"Moyen de substituer commodement l'action du feu, a la force des hommes et des cheveaux pour mouvoir les machines" (Method of substituting the force of fire for horse and man power to move machines) WITH "De la resistance causée dans les Machines, tant par les frottemens des parties qui les composent, que par roideur des cordes qu'on y employe, & la maniere de calculer l'un & l'autre" (On the resistance caused in machines, both by the rubbing of the parts that compose them and by the stiffness of the cords that one uses in them, & the way of calculating both) in Histoire de l'Académie royale des sciences, Année MDCXCIX (1699). Amsterdam: Chez Gerard Kuyper MDCCVI (1706), pp. 154-172 and pp. 257-278

1699 FIRST EDITION OF GUILLAUME AMONTONS’S TWO PAPERS ESTABLISHING THE CONCEPT OF FRICTION AS WELL AS THE LAW OF PROPORTIONALITY, the idea that frictional force is proportional to normal forces. Submitted to the Academy on 20 June and 19 December of the same year, respectively, the titles translate as “Method of substituting the force of fire for horse and man power to move machines” and “On the resistance caused in machines, by the friction of their component parts as well as by stiffness of the cords used there, and the way to calculate the one and the other”. Amontons's work is the first to explain the concept of friction and to explain the observed but heretofore not understood frictional loss of energy in machines.

Amontons articulates two original laws in these papers: (1) The force of friction is directly proportional to the applied load, known as Amontons’s First Law; (2) The force of friction is independent of the apparent area of contact, known as Amontons’s Second Law.

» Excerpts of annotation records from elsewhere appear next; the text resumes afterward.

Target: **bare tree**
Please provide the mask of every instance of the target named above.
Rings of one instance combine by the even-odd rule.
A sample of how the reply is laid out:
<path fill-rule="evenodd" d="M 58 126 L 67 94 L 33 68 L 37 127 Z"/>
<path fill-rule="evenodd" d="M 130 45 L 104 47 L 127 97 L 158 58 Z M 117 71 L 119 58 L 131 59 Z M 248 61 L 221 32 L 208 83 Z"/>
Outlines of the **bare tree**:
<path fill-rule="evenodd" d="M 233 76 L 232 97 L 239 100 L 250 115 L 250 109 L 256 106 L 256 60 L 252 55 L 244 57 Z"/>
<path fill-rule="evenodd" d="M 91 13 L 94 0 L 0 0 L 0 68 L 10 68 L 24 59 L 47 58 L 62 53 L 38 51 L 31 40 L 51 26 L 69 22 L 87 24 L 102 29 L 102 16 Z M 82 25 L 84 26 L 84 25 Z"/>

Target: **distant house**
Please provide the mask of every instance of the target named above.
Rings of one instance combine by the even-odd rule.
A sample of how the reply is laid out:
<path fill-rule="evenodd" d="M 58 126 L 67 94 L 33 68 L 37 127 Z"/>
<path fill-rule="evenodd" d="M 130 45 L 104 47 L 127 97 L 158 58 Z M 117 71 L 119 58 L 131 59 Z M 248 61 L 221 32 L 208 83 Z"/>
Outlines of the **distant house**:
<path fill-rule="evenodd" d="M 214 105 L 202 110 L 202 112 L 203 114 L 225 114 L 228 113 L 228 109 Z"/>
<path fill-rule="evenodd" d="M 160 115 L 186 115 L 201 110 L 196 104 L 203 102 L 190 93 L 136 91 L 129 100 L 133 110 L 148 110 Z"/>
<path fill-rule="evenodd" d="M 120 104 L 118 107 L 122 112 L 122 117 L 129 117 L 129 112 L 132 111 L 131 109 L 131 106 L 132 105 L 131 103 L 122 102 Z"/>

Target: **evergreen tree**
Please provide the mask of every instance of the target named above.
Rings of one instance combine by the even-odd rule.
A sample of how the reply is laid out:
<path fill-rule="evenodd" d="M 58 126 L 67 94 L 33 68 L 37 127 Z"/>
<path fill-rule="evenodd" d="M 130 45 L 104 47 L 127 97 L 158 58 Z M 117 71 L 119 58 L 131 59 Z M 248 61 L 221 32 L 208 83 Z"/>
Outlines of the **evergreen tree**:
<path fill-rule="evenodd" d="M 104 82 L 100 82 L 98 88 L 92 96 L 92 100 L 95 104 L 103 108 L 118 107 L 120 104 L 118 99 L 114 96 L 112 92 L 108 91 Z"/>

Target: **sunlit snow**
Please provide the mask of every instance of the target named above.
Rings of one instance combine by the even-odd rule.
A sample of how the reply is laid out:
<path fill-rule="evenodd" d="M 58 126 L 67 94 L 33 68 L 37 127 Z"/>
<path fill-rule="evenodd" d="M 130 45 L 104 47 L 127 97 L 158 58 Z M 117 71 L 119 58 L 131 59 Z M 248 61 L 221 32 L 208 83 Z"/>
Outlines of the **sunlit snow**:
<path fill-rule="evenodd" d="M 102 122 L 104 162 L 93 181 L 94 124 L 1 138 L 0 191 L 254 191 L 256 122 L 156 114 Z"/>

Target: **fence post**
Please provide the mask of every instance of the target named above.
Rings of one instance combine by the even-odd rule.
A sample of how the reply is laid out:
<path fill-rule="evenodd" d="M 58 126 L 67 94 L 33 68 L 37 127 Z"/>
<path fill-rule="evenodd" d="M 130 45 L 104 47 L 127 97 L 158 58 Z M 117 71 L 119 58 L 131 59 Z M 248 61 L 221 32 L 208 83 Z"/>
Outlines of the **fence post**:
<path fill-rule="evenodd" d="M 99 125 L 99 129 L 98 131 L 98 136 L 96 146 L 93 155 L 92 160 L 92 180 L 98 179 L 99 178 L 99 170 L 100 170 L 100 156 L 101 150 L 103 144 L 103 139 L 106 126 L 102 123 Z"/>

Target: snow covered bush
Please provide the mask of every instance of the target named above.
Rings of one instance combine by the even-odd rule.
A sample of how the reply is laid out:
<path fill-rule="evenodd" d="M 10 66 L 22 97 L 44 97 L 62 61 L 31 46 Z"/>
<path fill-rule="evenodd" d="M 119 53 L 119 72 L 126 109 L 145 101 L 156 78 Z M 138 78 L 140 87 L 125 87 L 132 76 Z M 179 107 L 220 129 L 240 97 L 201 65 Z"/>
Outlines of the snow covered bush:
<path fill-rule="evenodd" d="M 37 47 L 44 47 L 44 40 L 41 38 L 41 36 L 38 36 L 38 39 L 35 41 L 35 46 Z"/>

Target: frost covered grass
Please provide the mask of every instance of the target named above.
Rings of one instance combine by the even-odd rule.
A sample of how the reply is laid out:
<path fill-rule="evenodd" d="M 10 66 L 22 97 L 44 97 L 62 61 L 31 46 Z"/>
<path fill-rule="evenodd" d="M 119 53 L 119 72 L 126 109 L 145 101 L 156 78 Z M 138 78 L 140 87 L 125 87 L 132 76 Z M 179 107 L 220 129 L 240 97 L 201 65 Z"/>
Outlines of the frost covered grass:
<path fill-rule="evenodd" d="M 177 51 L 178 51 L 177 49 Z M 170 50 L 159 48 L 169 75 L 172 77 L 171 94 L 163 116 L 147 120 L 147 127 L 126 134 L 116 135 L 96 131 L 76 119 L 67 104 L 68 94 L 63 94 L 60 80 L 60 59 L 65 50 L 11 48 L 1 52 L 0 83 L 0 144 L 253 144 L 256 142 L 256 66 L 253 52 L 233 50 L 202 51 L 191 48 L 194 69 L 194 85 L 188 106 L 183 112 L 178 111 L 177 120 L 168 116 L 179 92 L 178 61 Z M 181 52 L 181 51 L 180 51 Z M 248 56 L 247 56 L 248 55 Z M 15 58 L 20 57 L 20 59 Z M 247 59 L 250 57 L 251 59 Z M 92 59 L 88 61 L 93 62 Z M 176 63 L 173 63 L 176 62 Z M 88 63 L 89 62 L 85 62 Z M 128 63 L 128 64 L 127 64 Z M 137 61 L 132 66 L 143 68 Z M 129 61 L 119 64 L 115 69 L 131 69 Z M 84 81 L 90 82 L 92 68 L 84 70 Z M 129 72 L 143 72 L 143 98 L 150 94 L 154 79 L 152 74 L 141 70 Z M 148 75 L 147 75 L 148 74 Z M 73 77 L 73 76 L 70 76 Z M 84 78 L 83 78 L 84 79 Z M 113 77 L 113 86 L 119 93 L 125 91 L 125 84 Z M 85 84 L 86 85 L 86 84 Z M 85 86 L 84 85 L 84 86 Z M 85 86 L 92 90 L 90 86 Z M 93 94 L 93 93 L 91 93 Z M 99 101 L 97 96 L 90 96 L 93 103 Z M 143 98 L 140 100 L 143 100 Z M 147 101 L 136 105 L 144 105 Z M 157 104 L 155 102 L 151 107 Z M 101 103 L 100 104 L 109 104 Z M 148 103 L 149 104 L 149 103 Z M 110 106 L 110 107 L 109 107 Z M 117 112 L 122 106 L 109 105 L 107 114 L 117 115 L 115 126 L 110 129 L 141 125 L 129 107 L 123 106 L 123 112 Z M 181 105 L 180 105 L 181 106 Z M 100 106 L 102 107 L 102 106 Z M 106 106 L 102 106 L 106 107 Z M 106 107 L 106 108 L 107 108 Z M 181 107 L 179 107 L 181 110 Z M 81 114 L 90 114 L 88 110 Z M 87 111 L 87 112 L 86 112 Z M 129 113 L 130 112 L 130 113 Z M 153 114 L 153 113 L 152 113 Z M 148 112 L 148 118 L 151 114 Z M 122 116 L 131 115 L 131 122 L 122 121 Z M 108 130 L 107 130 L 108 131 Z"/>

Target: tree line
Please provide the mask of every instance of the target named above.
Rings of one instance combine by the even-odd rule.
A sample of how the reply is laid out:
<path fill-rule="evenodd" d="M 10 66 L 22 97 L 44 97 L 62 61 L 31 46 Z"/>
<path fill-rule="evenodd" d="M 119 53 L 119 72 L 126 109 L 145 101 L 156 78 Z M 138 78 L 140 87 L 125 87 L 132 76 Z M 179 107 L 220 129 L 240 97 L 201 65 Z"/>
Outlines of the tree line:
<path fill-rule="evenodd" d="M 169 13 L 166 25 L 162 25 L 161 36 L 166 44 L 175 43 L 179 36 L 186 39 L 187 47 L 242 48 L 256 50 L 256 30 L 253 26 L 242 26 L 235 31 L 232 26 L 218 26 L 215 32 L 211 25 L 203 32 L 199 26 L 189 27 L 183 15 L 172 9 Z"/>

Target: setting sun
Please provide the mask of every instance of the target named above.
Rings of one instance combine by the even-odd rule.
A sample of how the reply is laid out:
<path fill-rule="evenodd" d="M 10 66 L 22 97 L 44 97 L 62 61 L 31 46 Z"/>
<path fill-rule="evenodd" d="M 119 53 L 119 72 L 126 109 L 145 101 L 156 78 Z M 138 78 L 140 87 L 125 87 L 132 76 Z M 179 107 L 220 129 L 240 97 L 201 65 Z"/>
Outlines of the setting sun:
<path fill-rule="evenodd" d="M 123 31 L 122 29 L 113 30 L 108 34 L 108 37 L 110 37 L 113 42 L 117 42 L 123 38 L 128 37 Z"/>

“The second law, that friction is independent of the size of the bodies, was viewed by the French Royal Academy of Sciences with astonishment and skepticism. They instructed their senior academician De la Hire to repeat Amontons’s experiments and check their validity. This he did and confirmed Amontons’s conclusions [and[ the laws remain today” (Munden). The laws were again verified in 1781 by Charles Augustin de Coulomb. Work by Bowden and Tabor in 1954 greatly explained the laws and added further creedence. Item #608

CONDITION & DETAILS: In: Histoire de L’Academie Royale des Sciences. Année MDCXCIX (1699). Amsterdam: Chez Gerard Kuyper MDCCVI (1706). Ex-libris bearing only a small paper bookplate on the front pastedown reading Bibliothèque des Élèves; no other markings inside or out. 16 engraved copperplates (including frontispiece); many in-text illustrations; 4to (10 x 8 inches; 250 x 200mm). Bound in full calf. 5 raised bands at the spine; gilt-lettered, red morocco spine label. Minor scuffing and rubbing at the edges. Tightly and very solidly bound. Clean and bright throughout. Near fine condition.